Même si Ian Comishin et Don McQuaid sont convaincus des bénéfices de la technologie d’impression 3D dans la construction de logements abordables, l’aboutissement de Sakura Place n’est pas garanti pour l'instant.

Les deux responsables du projet affirment qu’à la fin de janvier, la Société canadienne d’hypothèques et de logements (SCHL), une société du gouvernement fédéral dont la mission est de stabiliser le marché de l’habitation, a rejeté pour une seconde fois la demande de World Housing de financer le projet Sakura Place.

L’impression des cinq habitations devait commencer en avril, regrette Ian Comishin, qui admet que la technologie est encore peu connue dans l’industrie de la construction.

La décision de la SCHL a aussi déçu Don McQuaid, qui espère qu’elle accorde autant d’importance aux projets en région rurale, comme celui de Procter, qu’à ceux qui sont en zone urbaine.

Les deux hommes ne baissent cependant pas les bras. Nous sommes toujours inspirés, nous avons toujours l’espoir d’être admissibles, confie Don McQuaid. Il souhaite toujours travailler avec le gouvernement fédéral pour le projet Sakura Place, mais souligne qu’il est aussi à la recherche d’autres donateurs pour le financer.

Malgré tout, Ian Comishin et Don McQuaid espèrent toujours que les familles pourront emménager à Sakura Place d’ici la fin de 2022.

Un processus coûteux, selon la SCHL

La SCHL ne confirme ni n’infirme avoir refusé la demande de financement de World Housing.

Afin de protéger la confidentialité de nos partenaires, les renseignements concernant les demandes, les demandes potentielles ou les projets potentiels ne peuvent pas être rendus publics tant qu’il n’y a pas d’entente signée avec un promoteur, écrit-elle dans une déclaration envoyée par courriel.

Elle ajoute que la plupart des programmes de financement de la Stratégie nationale sur le logement (SNL) du gouvernement fédéral sont fondés sur les demandes, et qu’elle travaille avec les promoteurs pour veiller à ce que leurs demandes soient complètes et prêtes à être classées par ordre de priorité une fois présentées.

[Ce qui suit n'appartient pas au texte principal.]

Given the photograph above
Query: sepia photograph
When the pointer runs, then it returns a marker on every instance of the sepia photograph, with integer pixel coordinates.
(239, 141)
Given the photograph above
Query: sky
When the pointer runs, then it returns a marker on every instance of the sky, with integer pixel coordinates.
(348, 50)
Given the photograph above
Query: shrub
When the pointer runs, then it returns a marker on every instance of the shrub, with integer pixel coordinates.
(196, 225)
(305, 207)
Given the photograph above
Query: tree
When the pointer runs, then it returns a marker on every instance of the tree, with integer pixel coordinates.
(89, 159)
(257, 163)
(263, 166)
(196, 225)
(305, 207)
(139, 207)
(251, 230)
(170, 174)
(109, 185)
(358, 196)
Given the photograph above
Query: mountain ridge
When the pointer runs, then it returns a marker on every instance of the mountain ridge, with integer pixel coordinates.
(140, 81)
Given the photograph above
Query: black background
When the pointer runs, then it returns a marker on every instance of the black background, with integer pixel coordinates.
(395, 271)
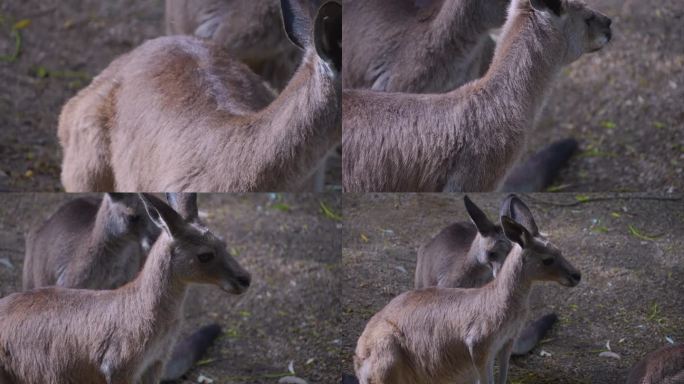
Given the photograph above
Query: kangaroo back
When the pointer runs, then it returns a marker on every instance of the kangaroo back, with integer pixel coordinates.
(428, 46)
(58, 335)
(249, 30)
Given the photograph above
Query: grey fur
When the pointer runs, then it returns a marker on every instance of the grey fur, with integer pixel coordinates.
(89, 243)
(179, 114)
(432, 46)
(250, 30)
(664, 366)
(467, 139)
(56, 335)
(446, 335)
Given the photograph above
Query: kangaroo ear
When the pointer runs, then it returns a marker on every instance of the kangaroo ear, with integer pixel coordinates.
(328, 33)
(162, 215)
(479, 218)
(514, 208)
(116, 197)
(555, 6)
(297, 21)
(185, 204)
(515, 232)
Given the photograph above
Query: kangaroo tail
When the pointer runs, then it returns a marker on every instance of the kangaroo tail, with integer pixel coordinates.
(349, 379)
(533, 333)
(187, 351)
(538, 172)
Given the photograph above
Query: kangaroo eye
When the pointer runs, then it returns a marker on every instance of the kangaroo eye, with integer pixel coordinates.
(205, 257)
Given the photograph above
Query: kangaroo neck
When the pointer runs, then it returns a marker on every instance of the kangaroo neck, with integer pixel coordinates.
(511, 288)
(300, 126)
(159, 294)
(524, 66)
(106, 238)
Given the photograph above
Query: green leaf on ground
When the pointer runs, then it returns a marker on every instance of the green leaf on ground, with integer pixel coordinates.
(582, 198)
(21, 24)
(607, 124)
(329, 213)
(282, 207)
(640, 235)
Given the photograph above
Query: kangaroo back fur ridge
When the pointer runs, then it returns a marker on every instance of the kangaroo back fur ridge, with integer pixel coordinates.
(247, 29)
(431, 46)
(467, 139)
(213, 126)
(57, 335)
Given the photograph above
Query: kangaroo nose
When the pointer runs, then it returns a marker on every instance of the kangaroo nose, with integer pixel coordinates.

Elle précise que chaque demande est évaluée au mérite conformément aux lignes directrices du programme demandé.

Dans la même déclaration, la SCHL reconnaît que la technologie d’impression en 3D promet des délais de construction rapides, de faibles coûts de construction, une meilleure qualité/durabilité et une construction plus écologique. Toutefois, poursuit-elle, la technologie en est encore aux premières étapes de son développement, et il existe plusieurs obstacles, dont le coût.

Selon la société fédérale, la technologie est principalement utilisée pour les pièces de faible volume et de grande valeur, et il reste à voir s’il sera possible de promouvoir l’adoption de la technologie à grande échelle pour rendre le processus moins coûteux.

Elle souligne finalement que du financement est offert aux demandeurs partout au pays, y compris dans les régions rurales, bien que les promoteurs de projets en milieu rural et éloigné ne représentent qu’une petite partie du nombre total d’unités engagées dans le cadre de la SNL.